Deutsche Bank Securities

First-Place Appearances: 5


Total Appearances: 5


Analyst Debut: 2011


Yin Luo of Deutsche Bank Securities is one of only two analysts to appear in three sectors this year. While extending his winning streak on this roster to a fifth year, he also secures debut showings on the Accounting & Tax Policy and Portfolio Strategy lineups, at No. 2 and runner-up, respectively. (Evercore ISI’s Mark Schoenebaum sweeps three Health Care categories.) Regarding Luo’s work in this space, one money manager remarks that “he makes a complicated subject very accessible to the generalist.” Another backer agrees, marveling that the strategist “demonstrates a special talent in translating quantitative ideas and processes into usable information for quants and nonquants alike.” One subject that Luo has been covering in great detail is event-driven investing.

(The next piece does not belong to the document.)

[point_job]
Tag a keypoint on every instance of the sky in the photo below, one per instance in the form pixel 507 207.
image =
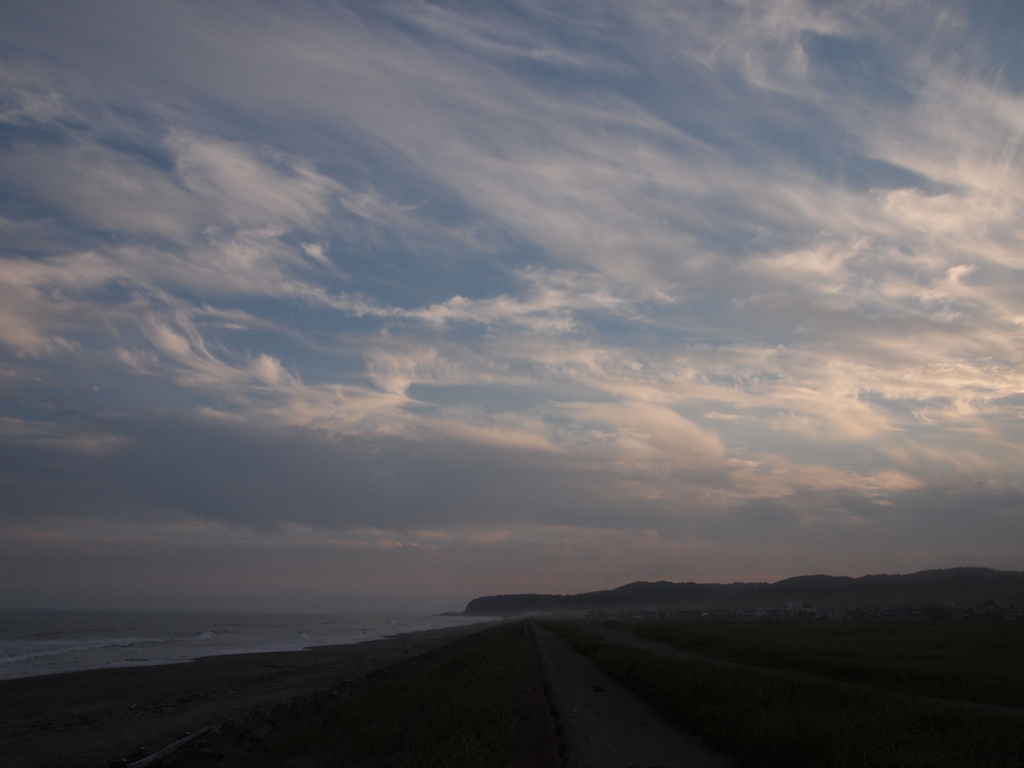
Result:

His research in this area includes an in-depth consideration of whether investor activism adds shareholder value. Published in February, and replete with color-coded charts and voluminous data drawn from myriad studies and sources, the piece finds, in part, that investors initially react positively to activism announcements. In particular, target companies that typically post poor earnings growth and are less profitable than peers before an activist involvement demonstrate clear gains in both areas during the 12 months following that event. Moreover, relevant stocks tend to appreciate even before advocates announce their positions, most likely as they themselves trade in the stock before making their objectives public, “both as a way to assert control and to profit on the value creation from intervention,” reports Luo, 40. Dividend-payout ratios also increase “significantly after activist intervention,” he concludes, while a company’s financial leverage, as measured by its level of debt to equity “rises sharply.” Finally, activist investors often target operations that earn lower-than-average corporate governance scores, he adds, and “governance improves prominently” after advocates intervene.